Dans un communiqué publié le mercredi 14 août par le ministère algérien de la Défense (MDN), et immédiatement relayé par tous les médias audiovisuels, journaux et sites électroniques locaux, le régime algérien annonce avoir mis en échec un plan terroriste, attribué ouvertement au Mouvement pour l’autodétermination de la Kabylie (MAK), et qui viserait à perturber le déroulement de la présidentielle anticipée du 7 septembre prochain.
Selon ce communiqué, «les services de sécurité combinés ont procédé, le 4 août 2024, au niveau du port de Bejaïa (5ème Région militaire), à l’arrestation du dénommé Zaïdi Moussa, en compagnie de son épouse, en possession d’une quantité d’armes à feu, de munitions, d’une somme d’argent en devises, ainsi que d’autres objets, minutieusement dissimulés dans leur véhicule, dans l’intention de les introduire clandestinement au pays depuis le port de Marseille (France)».

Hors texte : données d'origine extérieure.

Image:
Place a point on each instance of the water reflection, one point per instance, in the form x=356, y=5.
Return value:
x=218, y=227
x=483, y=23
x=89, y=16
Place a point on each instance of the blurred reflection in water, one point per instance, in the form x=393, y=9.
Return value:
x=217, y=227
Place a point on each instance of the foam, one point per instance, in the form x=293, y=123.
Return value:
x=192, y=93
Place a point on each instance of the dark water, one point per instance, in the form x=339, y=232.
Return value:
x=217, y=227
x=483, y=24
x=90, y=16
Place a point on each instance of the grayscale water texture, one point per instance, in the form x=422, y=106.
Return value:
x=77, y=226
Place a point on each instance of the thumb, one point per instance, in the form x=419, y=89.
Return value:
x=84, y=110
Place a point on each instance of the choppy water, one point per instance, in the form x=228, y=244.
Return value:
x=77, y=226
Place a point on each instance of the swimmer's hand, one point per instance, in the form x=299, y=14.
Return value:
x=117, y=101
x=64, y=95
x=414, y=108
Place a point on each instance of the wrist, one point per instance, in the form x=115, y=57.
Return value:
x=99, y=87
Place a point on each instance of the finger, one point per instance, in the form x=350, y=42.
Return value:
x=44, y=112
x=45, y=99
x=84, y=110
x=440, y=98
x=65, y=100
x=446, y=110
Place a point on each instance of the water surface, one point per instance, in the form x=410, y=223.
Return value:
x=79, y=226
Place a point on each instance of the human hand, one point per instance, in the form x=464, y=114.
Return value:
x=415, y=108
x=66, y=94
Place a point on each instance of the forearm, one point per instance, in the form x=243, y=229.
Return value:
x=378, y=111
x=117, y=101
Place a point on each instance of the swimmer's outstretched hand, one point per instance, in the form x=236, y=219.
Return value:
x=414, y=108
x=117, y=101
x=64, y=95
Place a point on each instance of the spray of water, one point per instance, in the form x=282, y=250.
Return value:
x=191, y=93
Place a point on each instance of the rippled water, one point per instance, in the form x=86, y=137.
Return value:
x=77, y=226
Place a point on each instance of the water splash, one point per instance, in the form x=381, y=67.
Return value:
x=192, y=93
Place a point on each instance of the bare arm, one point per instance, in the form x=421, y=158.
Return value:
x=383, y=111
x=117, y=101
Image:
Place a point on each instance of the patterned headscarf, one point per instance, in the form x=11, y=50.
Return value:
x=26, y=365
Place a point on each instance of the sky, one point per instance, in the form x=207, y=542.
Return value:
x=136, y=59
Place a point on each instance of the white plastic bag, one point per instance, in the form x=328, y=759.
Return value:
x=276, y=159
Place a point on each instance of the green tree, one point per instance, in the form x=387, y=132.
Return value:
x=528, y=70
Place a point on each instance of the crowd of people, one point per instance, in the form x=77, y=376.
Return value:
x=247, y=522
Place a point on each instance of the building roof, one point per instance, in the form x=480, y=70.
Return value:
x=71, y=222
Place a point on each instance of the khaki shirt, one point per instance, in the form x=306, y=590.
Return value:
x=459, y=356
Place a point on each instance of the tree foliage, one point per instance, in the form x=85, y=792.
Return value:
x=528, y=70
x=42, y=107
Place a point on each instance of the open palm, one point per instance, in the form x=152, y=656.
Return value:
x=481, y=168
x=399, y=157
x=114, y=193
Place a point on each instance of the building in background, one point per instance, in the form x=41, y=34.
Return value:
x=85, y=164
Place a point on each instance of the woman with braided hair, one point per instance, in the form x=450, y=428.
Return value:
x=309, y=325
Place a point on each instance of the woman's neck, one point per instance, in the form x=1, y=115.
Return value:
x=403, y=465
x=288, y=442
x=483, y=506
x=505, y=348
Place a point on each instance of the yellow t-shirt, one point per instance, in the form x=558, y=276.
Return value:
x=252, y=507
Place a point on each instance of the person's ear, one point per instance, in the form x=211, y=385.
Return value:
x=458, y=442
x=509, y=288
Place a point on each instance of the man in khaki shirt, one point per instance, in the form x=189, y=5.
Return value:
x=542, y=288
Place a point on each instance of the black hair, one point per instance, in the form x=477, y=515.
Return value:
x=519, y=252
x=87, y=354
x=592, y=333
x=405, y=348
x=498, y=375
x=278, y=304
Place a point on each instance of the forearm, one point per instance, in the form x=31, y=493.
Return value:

Cette affaire de saisie d’armes remonte donc à une dizaine de jours, soit au 4 août, date qui coïncide avec la Journée nationale de l’Armée algérienne. Elle a été instituée en juin 2022, et dès sa première édition, elle s’est empressée de décorer et réhabiliter les généraux ayant ensanglanté l’Algérie durant la décennie noire des années 90. Les deux principaux architectes de ce carnage, feu le général Khaled Nezzar et son compère, le général à la retraite Mohamed Mediène dit Toufik, ont été honorés par Tebboune le 4 août 2022.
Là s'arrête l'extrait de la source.